Segundo o Hollywood Reporter, uma fonte ligada ao realizador não precisou a quantia necessária para acabar o filme. Nem o realizador estava disponível para comentar a decisão, embora o Hollywood Reporter assinale que este tipo de gestos, intempestivos, têm a sua assinatura — lembrando, por exemplo, a polémica que irrompeu entre o realizador e as suas duas actrizes, Adele Exarchopoulos e Lea Seydoux, logo a seguir a uma Palma de Ouro que os juntou aos três, emocionados, no Palais des Festivals de Cannes, e depois de declarações das actrizes a criticarem os métodos do realizador, com quem não quereriam trabalhar de novo; Kechiche responderia com uma carta aberta a Seydoux, chamando-lhe “arrogante criança mimada”. Tinham estado em palco, a chorar e abraçando-se, em 2013. O júri da competição desse ano quis, com o inusitado prémio aos três, homenagear não apenas o trabalho do realizador, mas das duas actrizes, Léa e Adèle, nesta adaptação da novela gráfica, Le Bleu est une couleur chaude, de Julie Maroh, que conta a educação sentimental e sexual de uma rapariga, no filme chamada Adèle, a partir do coup de foudre por uma Emma de cabelos azuis. Mas poucos dias depois, vieram os ressentimentos, declarações das actrizes a dizerem que tinham sido utilizadas, que Kéchiche era um manipulador, que a rodagem fora um inferno.
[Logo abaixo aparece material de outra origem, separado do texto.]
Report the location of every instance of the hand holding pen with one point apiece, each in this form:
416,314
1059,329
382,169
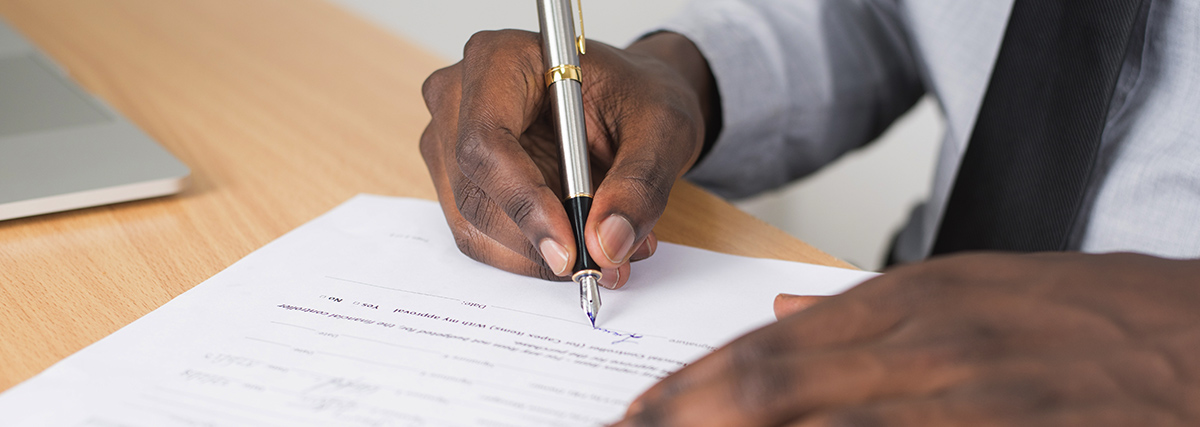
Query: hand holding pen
492,149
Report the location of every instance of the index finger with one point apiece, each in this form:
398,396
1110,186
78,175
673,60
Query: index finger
503,95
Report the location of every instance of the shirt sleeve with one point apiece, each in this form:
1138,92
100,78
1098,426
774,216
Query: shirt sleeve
802,82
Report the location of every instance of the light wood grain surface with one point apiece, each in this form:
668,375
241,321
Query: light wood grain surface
282,109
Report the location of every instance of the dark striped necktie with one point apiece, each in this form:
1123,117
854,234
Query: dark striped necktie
1024,178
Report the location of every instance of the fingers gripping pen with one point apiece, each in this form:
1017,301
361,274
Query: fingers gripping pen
561,53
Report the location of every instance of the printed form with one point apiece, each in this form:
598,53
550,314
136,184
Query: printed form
370,316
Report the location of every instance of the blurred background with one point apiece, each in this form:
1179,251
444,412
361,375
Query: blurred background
851,209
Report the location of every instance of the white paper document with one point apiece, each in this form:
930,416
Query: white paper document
370,316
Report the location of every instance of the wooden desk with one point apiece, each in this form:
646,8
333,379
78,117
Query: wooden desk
283,109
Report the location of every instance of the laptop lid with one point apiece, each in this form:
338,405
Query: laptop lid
61,148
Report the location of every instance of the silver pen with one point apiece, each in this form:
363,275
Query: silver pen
561,53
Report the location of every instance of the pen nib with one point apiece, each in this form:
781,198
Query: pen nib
589,296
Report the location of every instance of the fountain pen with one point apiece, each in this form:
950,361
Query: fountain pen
561,52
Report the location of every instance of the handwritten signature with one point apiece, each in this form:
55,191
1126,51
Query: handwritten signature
624,336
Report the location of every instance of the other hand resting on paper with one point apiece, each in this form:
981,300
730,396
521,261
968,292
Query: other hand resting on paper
490,149
982,340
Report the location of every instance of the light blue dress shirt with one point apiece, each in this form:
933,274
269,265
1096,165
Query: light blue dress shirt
803,82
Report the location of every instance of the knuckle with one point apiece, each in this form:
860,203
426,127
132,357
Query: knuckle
438,84
762,384
430,145
473,155
473,204
648,180
479,43
465,239
521,205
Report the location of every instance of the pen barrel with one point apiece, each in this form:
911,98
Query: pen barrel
577,212
557,23
565,92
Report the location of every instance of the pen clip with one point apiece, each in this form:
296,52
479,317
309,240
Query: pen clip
580,38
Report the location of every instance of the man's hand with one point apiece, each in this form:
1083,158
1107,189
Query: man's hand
492,154
984,340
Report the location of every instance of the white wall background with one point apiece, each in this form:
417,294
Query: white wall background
850,209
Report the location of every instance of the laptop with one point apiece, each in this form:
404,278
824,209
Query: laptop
61,148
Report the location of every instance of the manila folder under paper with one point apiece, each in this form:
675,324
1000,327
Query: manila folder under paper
370,316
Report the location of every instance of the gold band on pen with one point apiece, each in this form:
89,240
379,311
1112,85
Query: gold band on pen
595,274
563,72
Ao Ípsilon, numa entrevista realizada em Lisboa, onde o realizador veio apresentar a estreia portuguesa do filme, Kechiche, sem querer mergulhar na polémica, concedia que há um horizonte de utopia no seu cinema, que o fracasso e a derrota fazem parte da narrativa, e que o efeito de ressaca do pós — A Vida de Adèle era a demonstração disso mesmo. A prova, concretamente, de um fosso entre as classes. Dizia Kechiche: “O que pertence à chamada classe popular será sempre o complexado, porque depende dele, mesmo em sonhos ou pelo seu esforço, tentar atingir outros patamares, nem que seja pela mão de outro; mas acaba por nunca atingir o objectivo, porque essas classes são constituídas por pessoas que, mesmo inconscientemente, edificaram um muro que impossibilita os outros de pertencerem. Acontece até nas relações amorosas: mesmo que a atracção seja única e simplesmente física, quando essa deixa de existir, volta à tona a diferença entre as classes.”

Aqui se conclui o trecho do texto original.